Because of its procedural nature, tech studies can adapt well to the need for remote learning due to COVID-19. That means students have the flexibility to practice skills such as programming, debugging software and setting up infrastructure on their own time. Joyner considers classroom learning to be passive, which requires that students gradually absorb concepts. You can learn tech skills at your own pace through online learning.
In this new, online-centric learning environment, some students may face issues with the digital divide and who has broadband access, according to Bellovin. “That’s a societal problem,” he said.
Participation takes more effort in a video conferencing service than in a real classroom. It’s easy to talk over each other on a video conference, and students fumble to unmute themselves or find a “raise your hand” button, Bellovin said. When some people are remote and some in the room, the remote people are sometimes treated like “second class” when it comes to participation (which might not be a massive problem as many schools go all-virtual).
Bellovin also sees some timing issues in online learning, given how students and instructors may be in different time zones. And yet, despite his hesitation regarding online teaching, he thinks video conferencing is the best option available given the COVID-19 health crisis and the need to reduce the spread of infection.
“I don’t see a better alternative given the need for isolation, given the potential for massive infection in, for example, university dormitories with shared bathrooms and shared kitchens,” Bellovin said. “They undoubtedly did the right thing, and they acted before the largest society did, and I think correctly so.”
During the period of distance learning due to COVID-19, Bellovin plans to put grading on hold until professors can make a fair assessment of students’ work. Exams are the most difficult problem for him during this pandemic. “What do you do that’s scalable, when you’ve got a large classroom and people are scattered around the world that have to be alone?” he asked. Students are taking exams in multiple time zones, and Bellovin is thinking of giving students 24 or 48 hours to take a test.
However, tech-related learning could be suitable for remote assessment as students practice skills such as coding and determine for themselves when they’re ready to advance, according to Joyner.

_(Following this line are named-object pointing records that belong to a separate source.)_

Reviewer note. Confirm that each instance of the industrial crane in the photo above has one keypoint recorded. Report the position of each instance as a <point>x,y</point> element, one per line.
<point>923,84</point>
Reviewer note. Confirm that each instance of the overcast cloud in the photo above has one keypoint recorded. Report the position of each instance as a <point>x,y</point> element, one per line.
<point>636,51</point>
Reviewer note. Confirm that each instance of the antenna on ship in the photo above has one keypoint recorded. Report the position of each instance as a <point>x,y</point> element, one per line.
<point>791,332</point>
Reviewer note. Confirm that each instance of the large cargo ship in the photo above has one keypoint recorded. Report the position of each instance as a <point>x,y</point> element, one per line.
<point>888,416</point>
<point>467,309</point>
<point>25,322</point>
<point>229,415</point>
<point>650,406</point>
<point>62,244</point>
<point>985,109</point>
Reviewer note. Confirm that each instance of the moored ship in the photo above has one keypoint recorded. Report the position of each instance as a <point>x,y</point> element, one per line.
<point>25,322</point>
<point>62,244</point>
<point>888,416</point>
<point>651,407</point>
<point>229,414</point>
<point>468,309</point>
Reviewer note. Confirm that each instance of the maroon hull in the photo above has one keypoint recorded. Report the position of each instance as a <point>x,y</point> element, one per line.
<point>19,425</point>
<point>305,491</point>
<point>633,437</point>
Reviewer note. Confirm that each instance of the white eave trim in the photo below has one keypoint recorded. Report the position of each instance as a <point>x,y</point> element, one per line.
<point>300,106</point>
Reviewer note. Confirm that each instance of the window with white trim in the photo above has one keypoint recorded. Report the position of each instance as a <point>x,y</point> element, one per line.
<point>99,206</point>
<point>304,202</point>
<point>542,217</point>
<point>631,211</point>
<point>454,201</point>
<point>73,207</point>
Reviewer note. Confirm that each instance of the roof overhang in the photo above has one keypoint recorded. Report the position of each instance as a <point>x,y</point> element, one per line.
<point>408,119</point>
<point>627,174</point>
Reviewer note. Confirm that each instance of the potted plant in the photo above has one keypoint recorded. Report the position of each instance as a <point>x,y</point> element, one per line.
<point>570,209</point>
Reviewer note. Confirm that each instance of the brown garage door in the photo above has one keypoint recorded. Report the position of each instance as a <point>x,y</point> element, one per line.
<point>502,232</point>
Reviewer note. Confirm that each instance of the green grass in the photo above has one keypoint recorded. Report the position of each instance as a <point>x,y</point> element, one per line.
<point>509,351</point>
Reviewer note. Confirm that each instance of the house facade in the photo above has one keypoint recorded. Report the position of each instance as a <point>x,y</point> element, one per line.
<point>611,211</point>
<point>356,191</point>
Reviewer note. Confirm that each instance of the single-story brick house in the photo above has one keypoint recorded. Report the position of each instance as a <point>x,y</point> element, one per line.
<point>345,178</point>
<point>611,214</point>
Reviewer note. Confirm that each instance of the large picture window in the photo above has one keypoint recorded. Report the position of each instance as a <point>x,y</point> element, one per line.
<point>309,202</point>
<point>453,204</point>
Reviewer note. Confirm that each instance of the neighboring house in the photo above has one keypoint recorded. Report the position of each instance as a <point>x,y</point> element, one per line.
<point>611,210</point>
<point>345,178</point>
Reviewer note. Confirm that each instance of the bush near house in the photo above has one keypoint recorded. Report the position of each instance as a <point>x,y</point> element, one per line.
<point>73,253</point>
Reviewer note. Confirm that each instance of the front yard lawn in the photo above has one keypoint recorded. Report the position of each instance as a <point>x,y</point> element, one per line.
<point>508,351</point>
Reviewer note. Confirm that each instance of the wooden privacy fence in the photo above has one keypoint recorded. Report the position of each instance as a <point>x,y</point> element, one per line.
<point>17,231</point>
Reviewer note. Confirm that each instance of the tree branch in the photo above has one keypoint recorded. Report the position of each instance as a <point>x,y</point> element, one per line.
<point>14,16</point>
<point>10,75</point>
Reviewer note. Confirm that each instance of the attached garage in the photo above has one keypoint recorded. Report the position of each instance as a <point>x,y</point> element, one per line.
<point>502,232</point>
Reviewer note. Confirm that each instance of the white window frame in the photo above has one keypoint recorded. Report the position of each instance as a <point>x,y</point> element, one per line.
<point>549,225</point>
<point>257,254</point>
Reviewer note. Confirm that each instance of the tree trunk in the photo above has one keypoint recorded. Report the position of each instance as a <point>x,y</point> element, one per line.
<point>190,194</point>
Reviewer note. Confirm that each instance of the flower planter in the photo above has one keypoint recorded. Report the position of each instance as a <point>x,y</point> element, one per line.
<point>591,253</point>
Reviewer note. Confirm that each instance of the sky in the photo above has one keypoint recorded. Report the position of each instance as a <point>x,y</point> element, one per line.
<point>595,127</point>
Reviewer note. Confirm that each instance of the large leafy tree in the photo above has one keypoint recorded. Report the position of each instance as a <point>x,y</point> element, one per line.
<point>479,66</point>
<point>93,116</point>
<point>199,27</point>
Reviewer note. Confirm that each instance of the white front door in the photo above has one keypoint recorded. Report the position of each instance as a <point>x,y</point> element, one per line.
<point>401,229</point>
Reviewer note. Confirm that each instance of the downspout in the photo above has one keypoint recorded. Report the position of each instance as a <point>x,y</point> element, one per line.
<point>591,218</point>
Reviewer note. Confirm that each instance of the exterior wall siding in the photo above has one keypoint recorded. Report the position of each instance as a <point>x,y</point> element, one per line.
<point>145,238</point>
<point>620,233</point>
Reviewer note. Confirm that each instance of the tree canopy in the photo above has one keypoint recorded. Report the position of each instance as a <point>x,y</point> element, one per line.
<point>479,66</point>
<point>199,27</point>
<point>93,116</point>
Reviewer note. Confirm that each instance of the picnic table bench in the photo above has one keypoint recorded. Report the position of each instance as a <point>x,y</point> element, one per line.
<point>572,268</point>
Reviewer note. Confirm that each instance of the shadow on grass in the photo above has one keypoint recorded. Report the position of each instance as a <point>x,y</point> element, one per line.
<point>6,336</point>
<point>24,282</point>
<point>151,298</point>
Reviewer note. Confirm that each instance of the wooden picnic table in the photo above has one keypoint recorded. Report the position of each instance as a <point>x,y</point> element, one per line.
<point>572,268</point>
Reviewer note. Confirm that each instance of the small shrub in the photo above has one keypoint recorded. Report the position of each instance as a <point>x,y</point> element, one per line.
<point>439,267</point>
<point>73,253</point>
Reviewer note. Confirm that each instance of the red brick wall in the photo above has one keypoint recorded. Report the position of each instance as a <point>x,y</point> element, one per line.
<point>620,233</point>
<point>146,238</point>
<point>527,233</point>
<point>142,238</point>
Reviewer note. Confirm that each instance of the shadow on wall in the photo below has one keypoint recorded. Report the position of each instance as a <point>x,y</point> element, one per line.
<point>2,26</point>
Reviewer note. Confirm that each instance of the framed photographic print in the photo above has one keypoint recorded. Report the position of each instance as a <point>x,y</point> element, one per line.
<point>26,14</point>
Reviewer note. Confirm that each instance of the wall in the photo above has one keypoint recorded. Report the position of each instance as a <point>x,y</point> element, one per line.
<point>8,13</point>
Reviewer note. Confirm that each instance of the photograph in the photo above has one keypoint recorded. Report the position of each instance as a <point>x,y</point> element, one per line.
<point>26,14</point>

Online learning of tech skills had already taken off before COVID-19 hit. But for many students, the biggest disruption right now isn’t a shift to online learning—it’s the stress of the crisis itself. “Everything has been disrupted. People’s lives have been upended,” Bellovin said. “At least three of my project students have said, ‘Well, OK, I need an extra week here, professor, because I’m forced to move.’”
COVID-19 may not be changing how technology is learned, but it is bringing some logistical and emotional adjustments for students, Joyner added. As with many other universities, Georgia Tech has moved to a distance-learning model for the remainder of the semester, and school has ended abruptly for some seniors. That has led to some internships being canceled.
Another factor affecting learning is the distractions at home for some people, rather than changes in the actual coursework, Joyner said.
Despite the benefits that online learning brings, the sudden change of routines due to the COVID-19 pandemic may turn people off to online learning in the future, according to Joyner. That’s because teachers haven’t had extensive training in this area. “We’re not giving instructors who haven’t taught online before a real great chance of success,” Joyner said. “This is an emergency situation.”
Still, the crisis could also influence some people to continue with remote learning, according to Joyner: “I think in the tech sector, I anticipate a more positive reaction because we’ve really already been doing this for several years.”